— A GM class action lawsuit alleges the sensing and diagnostic modules prevent the airbags and seat belt pretensioners from deploying in certain frontal crashes.
According to the class action lawsuit, at least 1,298 people were killed or injured in frontal collisions in which the airbags failed to deploy in GM vehicles. The lawsuit alleges that statistic is based on information from the National Highway Traffic Safety Administration from 1999 to the present.
According to the class action:
"The “Class Vehicles” herein include all vehicles in the United States that contain the SDM [sensing and diagnostic module] Calibration Defect that were (1) manufactured, sold, distributed, or leased by Defendants or (2) manufactured, sold, distributed, or leased by Old GM and purchased or leased by Plaintiff or a Class member after July 10, 2009."
The General Motors class action lawsuit was filed by plaintiffs Jamar Chism (2012 Chevrolet Traverse), Ashley DeGruy (2014 Chevrolet Equinox), Kissy Elliott (2014 Chevrolet Traverse), William Garrison (2014 Chevy Silverado), Matthew Mastracci (2014 Chevy Silverado), Arthur Ray (2010 GMC Sierra 2500), Mark Silver (2014 Chevrolet 1500 Express), and Kenith Yates (2014 Chevrolet Silverado LD).
However, none of the plaintiffs allege their GM vehicles experienced any airbag or seat belt failures.
But those plaintiffs allege millions of vehicles are dangerous to drive because the airbags and seat belt pretensioners can fail right when they are needed the most.
The plaintiffs claim the airbag control units are defective, components GM refers to as sensing and diagnostic modules. The GM sensing and diagnostic module commands the airbags to deploy and the seat belts to tighten when the control unit senses a crash.
The GM vehicles are allegedly equipped with airbag control unit software calibrated to prevent the airbags and seat belt pretensioners from deploying 45 milliseconds after a crash has begun. The lawsuit says this is a serious problem where a crash involves multiple impacts and the airbags fail to properly deploy.

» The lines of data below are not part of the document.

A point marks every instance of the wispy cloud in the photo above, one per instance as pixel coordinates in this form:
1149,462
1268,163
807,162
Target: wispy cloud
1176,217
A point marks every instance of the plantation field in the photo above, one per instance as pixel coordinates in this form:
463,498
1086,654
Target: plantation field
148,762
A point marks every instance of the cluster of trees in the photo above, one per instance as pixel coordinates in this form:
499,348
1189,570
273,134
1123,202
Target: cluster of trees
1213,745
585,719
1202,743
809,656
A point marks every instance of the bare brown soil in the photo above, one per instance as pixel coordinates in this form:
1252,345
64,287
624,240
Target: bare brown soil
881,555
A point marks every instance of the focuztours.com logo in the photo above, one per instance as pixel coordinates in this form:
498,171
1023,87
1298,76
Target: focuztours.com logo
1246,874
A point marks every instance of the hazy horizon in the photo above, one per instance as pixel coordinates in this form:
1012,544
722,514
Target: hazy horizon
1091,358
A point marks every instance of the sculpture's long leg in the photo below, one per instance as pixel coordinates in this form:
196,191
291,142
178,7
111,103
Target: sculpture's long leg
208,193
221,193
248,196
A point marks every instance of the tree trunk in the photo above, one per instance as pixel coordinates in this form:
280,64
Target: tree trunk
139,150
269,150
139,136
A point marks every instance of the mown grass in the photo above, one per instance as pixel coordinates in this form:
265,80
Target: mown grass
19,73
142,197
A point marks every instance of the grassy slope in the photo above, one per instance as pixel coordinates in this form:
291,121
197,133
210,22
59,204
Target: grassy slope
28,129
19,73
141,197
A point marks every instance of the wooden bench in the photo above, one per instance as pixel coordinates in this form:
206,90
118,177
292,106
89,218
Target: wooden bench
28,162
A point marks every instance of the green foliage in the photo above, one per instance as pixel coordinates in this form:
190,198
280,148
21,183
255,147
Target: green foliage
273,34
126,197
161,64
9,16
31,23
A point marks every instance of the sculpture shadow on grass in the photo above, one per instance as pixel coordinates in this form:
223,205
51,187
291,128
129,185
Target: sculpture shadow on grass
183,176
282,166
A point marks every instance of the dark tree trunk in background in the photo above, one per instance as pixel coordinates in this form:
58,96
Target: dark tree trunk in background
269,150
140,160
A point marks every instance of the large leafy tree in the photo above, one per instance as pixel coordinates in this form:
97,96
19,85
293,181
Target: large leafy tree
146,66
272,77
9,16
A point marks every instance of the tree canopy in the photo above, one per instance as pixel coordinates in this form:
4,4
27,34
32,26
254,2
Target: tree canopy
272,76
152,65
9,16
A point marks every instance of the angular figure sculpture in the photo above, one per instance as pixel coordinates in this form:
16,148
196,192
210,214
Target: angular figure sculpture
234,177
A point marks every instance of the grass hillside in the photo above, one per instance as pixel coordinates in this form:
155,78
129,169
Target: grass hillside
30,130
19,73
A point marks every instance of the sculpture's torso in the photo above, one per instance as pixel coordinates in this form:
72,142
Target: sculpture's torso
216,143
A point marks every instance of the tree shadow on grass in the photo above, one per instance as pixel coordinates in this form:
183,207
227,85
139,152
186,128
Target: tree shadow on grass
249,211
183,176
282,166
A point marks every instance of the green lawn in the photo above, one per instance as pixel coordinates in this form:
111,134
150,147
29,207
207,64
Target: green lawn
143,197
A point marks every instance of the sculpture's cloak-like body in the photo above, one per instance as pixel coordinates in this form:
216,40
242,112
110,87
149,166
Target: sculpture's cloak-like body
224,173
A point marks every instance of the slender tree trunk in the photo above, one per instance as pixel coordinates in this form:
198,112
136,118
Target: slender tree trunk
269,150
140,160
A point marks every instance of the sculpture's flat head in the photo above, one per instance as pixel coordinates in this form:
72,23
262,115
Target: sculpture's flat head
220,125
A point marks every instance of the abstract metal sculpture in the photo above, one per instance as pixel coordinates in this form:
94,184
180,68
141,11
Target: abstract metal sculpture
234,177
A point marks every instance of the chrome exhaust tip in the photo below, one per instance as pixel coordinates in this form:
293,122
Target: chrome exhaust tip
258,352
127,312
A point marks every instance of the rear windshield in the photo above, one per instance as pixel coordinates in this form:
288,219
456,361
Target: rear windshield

The lawsuit alleges occupants will never be protected in certain GM frontal crashes that involve multiple impacts. The class action provides an example where a vehicle first hits a curb and then veers and hits a tree, or a vehicle first hits a speed bump and then crashes into the vehicle in front of it.
These are "concatenated" crashes which involve multiple inputs for the sensing and diagnostic modules to detect during a crash sequence.
"In concatenated crashes, the first part of the incident (hitting a curb) sends the SDM into its “wake up” or “stand by” mode. The initial curb hit does not trigger the airbag or tighten the seatbelt, but the SDM “wakes up” to confirm whether further irregular signals will follow and indicate a need for the seatbelts or airbags." — GM class action lawsuit
The GM airbags and seat belt pretensioners can allegedly only be triggered "within 45 milliseconds of a first, irregular signal. If a second signal occurs after 45 milliseconds, the SDM purposefully, by design, disregards signals that would otherwise trigger airbag deployment."
This, according to the class action lawsuit, results in a "dead zone" beginning just 45 milliseconds into a crash after which occupants are completely vulnerable.
General Motors has recalled millions of vehicles due to problems with the sensing and diagnostic modules, including a recall of 4 million vehicles in 2016. The modules also caused another recall of about 88,000 GMC vehicles in 2018.
The GM class action lawsuit was filed in the U.S. District Court for the Eastern District of Michigan: Chism, et al., v. General Motors, LLC, et al.
The plaintiffs are represented by the Miller Law Firm, P.C., Lieff Cabraser Heimann & Bernstein, LLP, Baron & Budd, P.C., and Birka-White Law Offices.